I’m not sure how to reach you… The years of hurt and disappointment have frozen your heart quite solid. But I didn’t hurt you… I didn’t disappoint you… I cared…freely and openly. But yet that wall is up and I can’t reach you. And I’m sure you must feel isolated and empty at times Those before me built the wall. They were the ones that caused the hurt They were the ones that caused the disappointment. I didn’t. Yet the wall stands between us. How can I break through that fortress you’ve built around your heart? I try to be warm and caring I try to give you the room you need to trust again I try to understand why you keep me at arms length… I can see through your wall I see a heart that once loved A soul that once trusted And you’ve softened the distance long enough to allow me to glimpse What a warm, sensual, caring person you can be.
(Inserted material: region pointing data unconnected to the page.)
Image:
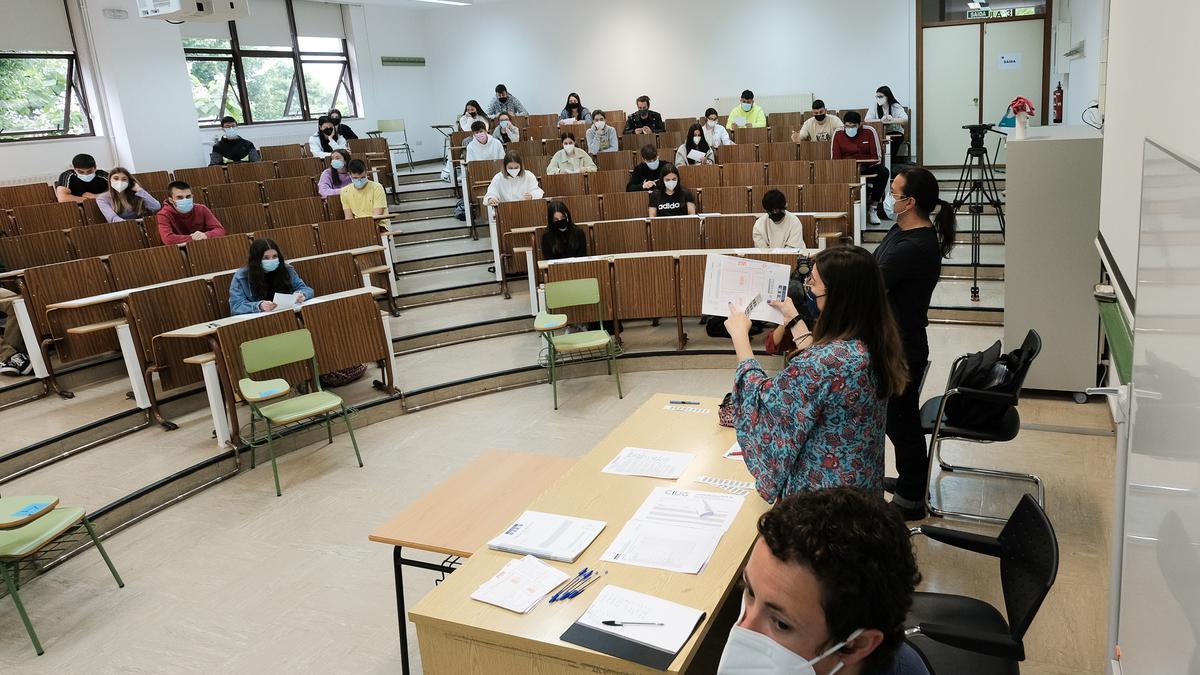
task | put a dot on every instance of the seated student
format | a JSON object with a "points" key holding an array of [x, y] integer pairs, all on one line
{"points": [[563, 238], [647, 173], [574, 112], [181, 220], [714, 133], [820, 126], [505, 131], [672, 199], [601, 137], [231, 147], [472, 113], [364, 197], [820, 422], [265, 274], [778, 228], [125, 199], [337, 175], [513, 184], [826, 590], [505, 102], [327, 139], [645, 120], [345, 131], [695, 142], [82, 180], [747, 113], [858, 142], [570, 159]]}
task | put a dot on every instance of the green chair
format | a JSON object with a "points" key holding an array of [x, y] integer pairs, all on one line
{"points": [[28, 525], [275, 351], [575, 347]]}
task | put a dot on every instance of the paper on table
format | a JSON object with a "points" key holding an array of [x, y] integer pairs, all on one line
{"points": [[730, 279], [615, 603], [654, 464], [520, 584]]}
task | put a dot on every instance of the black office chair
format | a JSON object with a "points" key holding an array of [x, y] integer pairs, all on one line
{"points": [[964, 634], [1005, 428]]}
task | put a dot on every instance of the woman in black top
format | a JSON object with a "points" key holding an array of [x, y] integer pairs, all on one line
{"points": [[563, 238], [671, 198], [911, 260]]}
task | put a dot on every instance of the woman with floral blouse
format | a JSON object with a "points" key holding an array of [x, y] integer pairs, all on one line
{"points": [[820, 422]]}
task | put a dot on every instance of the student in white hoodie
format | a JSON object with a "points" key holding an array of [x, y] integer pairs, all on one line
{"points": [[514, 184]]}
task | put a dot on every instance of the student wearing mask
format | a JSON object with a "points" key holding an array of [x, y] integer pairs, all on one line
{"points": [[747, 113], [231, 147], [337, 175], [819, 423], [570, 159], [858, 142], [574, 112], [911, 260], [714, 133], [265, 274], [513, 184], [181, 220], [364, 197], [125, 199], [672, 199], [778, 228], [645, 120], [647, 173], [505, 102], [82, 180], [601, 137], [505, 131], [471, 114], [695, 142], [345, 131], [327, 139], [820, 126], [563, 238], [827, 589]]}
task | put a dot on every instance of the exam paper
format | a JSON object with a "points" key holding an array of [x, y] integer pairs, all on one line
{"points": [[520, 585], [654, 464], [729, 279]]}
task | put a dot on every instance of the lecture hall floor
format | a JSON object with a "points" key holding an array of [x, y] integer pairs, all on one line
{"points": [[235, 580]]}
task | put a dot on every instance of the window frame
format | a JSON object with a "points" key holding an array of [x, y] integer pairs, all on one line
{"points": [[298, 91]]}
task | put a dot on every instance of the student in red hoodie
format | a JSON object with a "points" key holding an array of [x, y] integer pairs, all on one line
{"points": [[858, 142], [181, 220]]}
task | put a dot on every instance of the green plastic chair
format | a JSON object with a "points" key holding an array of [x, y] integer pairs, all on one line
{"points": [[576, 347], [25, 539], [273, 352]]}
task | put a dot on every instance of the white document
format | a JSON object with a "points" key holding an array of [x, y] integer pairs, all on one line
{"points": [[617, 604], [549, 536], [729, 279], [654, 464], [520, 585]]}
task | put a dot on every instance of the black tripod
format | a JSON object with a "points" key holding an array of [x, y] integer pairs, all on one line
{"points": [[977, 186]]}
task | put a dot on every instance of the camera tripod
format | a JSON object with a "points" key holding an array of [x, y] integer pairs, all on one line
{"points": [[977, 187]]}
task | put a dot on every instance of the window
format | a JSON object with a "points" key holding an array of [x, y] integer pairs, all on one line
{"points": [[288, 60], [43, 93]]}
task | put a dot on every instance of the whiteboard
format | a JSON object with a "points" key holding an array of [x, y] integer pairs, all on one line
{"points": [[1159, 613]]}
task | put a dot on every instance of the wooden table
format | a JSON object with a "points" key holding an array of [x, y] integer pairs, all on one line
{"points": [[462, 635], [463, 513]]}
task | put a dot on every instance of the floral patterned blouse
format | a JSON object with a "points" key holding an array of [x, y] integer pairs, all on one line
{"points": [[819, 423]]}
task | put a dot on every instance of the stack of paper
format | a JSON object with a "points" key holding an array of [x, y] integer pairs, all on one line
{"points": [[547, 535], [675, 530], [520, 585]]}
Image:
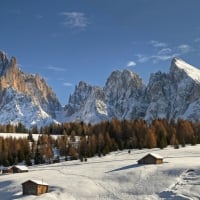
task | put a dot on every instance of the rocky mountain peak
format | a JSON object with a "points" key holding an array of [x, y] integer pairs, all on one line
{"points": [[25, 98], [181, 69]]}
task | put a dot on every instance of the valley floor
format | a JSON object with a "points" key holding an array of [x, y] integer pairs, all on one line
{"points": [[116, 176]]}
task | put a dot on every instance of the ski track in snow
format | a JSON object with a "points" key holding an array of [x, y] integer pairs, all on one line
{"points": [[116, 176]]}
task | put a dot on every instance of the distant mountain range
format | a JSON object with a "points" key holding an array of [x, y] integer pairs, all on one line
{"points": [[27, 98]]}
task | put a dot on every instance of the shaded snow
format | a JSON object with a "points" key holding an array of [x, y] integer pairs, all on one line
{"points": [[115, 176]]}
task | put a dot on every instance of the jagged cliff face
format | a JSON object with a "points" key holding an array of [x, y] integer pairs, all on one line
{"points": [[168, 95], [23, 97], [28, 99], [120, 98]]}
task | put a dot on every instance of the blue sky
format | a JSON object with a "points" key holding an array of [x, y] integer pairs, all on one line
{"points": [[66, 41]]}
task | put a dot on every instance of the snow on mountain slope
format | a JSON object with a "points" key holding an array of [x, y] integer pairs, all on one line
{"points": [[175, 94], [191, 71], [167, 95], [115, 176], [24, 98]]}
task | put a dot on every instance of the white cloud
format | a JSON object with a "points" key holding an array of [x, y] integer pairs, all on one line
{"points": [[75, 19], [197, 40], [155, 43], [165, 51], [68, 84], [184, 48], [131, 64], [143, 58], [56, 69]]}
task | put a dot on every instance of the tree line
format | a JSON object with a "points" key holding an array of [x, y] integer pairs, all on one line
{"points": [[98, 139]]}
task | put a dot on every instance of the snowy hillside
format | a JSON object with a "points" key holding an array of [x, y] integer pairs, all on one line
{"points": [[171, 95], [115, 176]]}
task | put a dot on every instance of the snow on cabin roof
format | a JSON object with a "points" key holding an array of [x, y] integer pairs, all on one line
{"points": [[155, 155], [37, 182], [21, 167]]}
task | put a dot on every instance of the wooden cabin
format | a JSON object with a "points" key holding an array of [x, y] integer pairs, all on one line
{"points": [[151, 158], [19, 168], [33, 187], [15, 169], [7, 170]]}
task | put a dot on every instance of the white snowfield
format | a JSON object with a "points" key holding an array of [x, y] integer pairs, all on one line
{"points": [[116, 176]]}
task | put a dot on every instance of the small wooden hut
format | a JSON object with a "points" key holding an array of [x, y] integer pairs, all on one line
{"points": [[34, 187], [151, 158], [19, 168]]}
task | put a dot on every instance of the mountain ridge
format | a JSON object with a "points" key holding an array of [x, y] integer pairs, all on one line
{"points": [[27, 98]]}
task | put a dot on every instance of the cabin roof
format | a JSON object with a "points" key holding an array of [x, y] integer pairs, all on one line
{"points": [[36, 182], [155, 155], [21, 167]]}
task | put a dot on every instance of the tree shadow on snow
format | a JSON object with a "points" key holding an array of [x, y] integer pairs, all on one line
{"points": [[125, 168]]}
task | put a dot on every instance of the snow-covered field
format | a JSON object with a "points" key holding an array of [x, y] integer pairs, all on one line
{"points": [[115, 176]]}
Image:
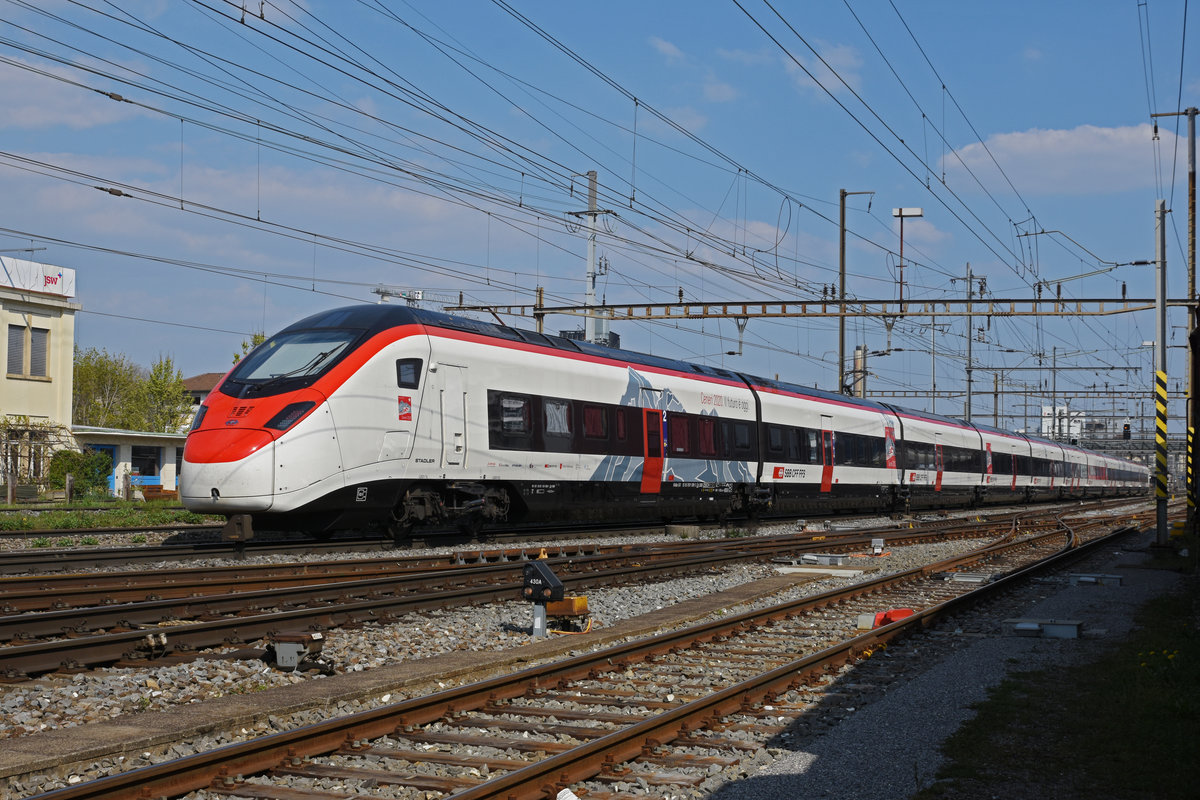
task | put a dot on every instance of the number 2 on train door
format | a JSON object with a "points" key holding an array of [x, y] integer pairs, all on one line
{"points": [[652, 462], [827, 446]]}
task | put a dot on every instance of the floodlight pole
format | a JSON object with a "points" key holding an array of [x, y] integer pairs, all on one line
{"points": [[841, 286]]}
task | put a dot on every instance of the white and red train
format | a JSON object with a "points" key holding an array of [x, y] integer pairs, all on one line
{"points": [[381, 415]]}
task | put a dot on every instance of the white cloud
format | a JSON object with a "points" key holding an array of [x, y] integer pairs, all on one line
{"points": [[666, 49], [748, 58], [689, 118], [1087, 160], [33, 101], [718, 91]]}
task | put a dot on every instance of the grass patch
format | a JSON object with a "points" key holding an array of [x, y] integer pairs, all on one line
{"points": [[121, 515], [1120, 728]]}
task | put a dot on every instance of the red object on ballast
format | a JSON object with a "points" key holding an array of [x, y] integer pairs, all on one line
{"points": [[888, 617]]}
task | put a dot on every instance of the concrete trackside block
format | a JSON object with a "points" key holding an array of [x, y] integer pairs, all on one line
{"points": [[1096, 578], [1049, 629]]}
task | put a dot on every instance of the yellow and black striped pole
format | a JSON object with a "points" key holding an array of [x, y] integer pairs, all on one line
{"points": [[1161, 453], [1192, 486]]}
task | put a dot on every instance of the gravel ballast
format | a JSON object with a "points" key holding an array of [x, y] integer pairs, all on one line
{"points": [[891, 747], [885, 749]]}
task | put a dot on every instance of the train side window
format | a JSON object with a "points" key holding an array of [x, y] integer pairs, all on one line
{"points": [[793, 445], [707, 437], [558, 417], [741, 435], [678, 433], [515, 414], [595, 422], [408, 373], [774, 439]]}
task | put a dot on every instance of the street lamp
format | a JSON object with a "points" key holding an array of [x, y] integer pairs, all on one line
{"points": [[841, 284], [903, 214]]}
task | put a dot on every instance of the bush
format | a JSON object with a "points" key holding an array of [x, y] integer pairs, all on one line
{"points": [[90, 468]]}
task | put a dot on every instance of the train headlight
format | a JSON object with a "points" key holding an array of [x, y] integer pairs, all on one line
{"points": [[289, 415]]}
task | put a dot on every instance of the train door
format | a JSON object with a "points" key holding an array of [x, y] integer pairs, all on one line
{"points": [[652, 451], [827, 445], [454, 415], [939, 465]]}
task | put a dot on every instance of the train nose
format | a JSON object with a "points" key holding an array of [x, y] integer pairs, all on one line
{"points": [[226, 470]]}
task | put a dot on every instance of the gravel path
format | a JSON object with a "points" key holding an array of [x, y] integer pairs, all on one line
{"points": [[891, 749]]}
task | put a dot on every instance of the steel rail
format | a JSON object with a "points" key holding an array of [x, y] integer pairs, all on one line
{"points": [[183, 775]]}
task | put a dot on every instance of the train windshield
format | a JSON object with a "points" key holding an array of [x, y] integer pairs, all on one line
{"points": [[287, 358]]}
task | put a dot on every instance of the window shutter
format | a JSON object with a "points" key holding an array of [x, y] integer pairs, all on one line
{"points": [[39, 352], [16, 349]]}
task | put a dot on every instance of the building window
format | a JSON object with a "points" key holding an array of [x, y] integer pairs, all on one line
{"points": [[29, 350], [144, 459]]}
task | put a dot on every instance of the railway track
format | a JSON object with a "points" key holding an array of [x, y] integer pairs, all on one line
{"points": [[201, 613], [76, 559], [658, 715]]}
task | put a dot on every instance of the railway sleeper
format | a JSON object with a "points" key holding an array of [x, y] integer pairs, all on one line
{"points": [[435, 757], [629, 775], [499, 743], [381, 777]]}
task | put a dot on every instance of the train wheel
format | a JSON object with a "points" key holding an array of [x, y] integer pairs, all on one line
{"points": [[472, 527], [401, 533]]}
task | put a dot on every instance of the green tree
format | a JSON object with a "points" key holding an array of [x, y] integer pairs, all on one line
{"points": [[90, 469], [111, 391], [256, 338], [165, 401], [107, 390]]}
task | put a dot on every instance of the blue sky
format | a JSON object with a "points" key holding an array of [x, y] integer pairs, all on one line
{"points": [[282, 164]]}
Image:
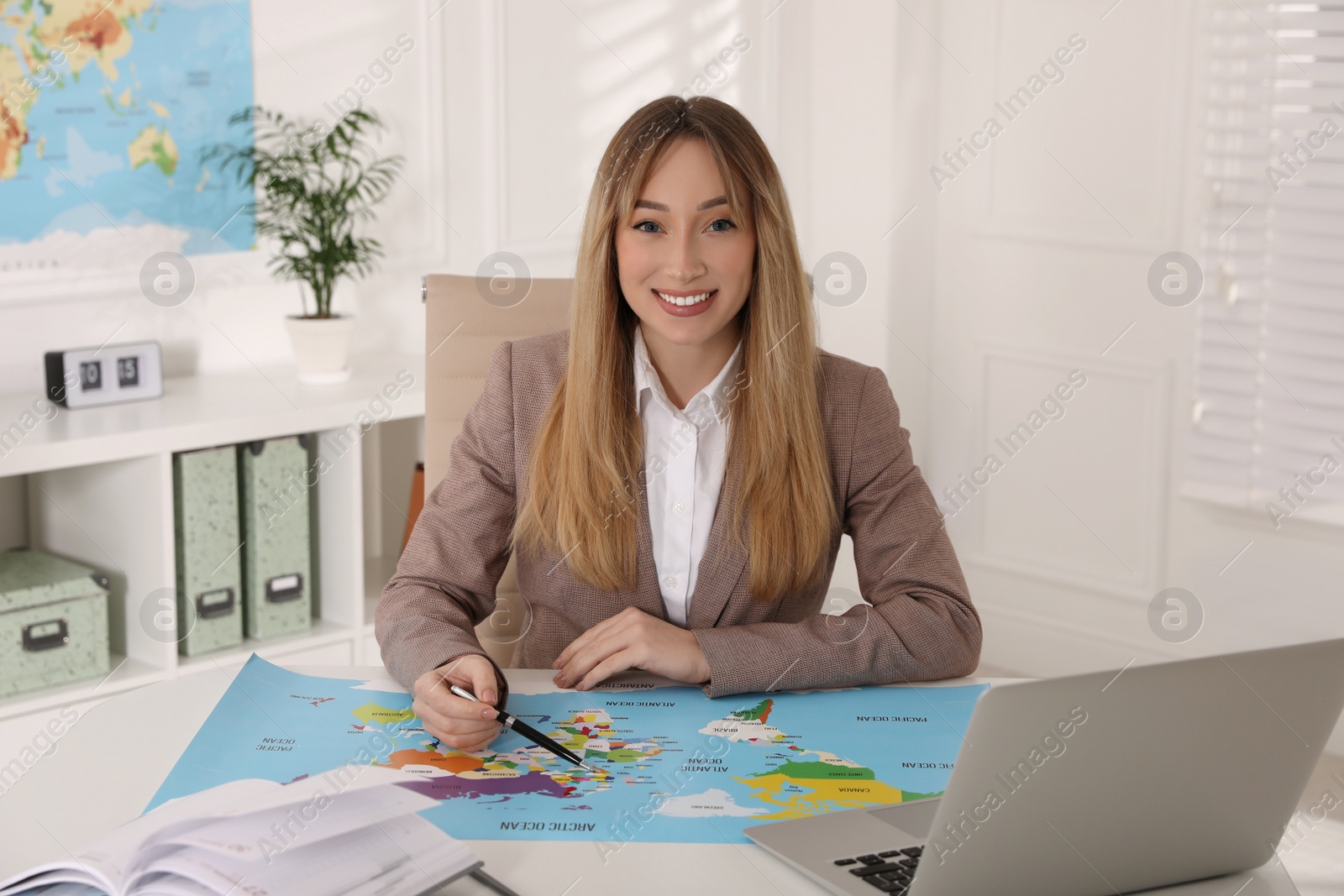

But then you push me away And tell me you’re uncomfortable with me I don’t think it’s me. I think you’re afraid to feel those things again I think that’s why you try to come across as not needing anyone But I know you better than you think No one wants to be alone Please, let me in. I won’t hurt I won’t disappoint I care…openly and freely. Allow me the opportunity to earn your trust Allow me the opportunity to show you the affection you so richly deserve. You won’t be alone any more. That heart will thaw and we can tear the wall down…together.
Reason for writing:
This was written for someone I care about but he won't allow me to get too close. He's suffered from previous relationships and I'm the one that's paying for the problems in his past.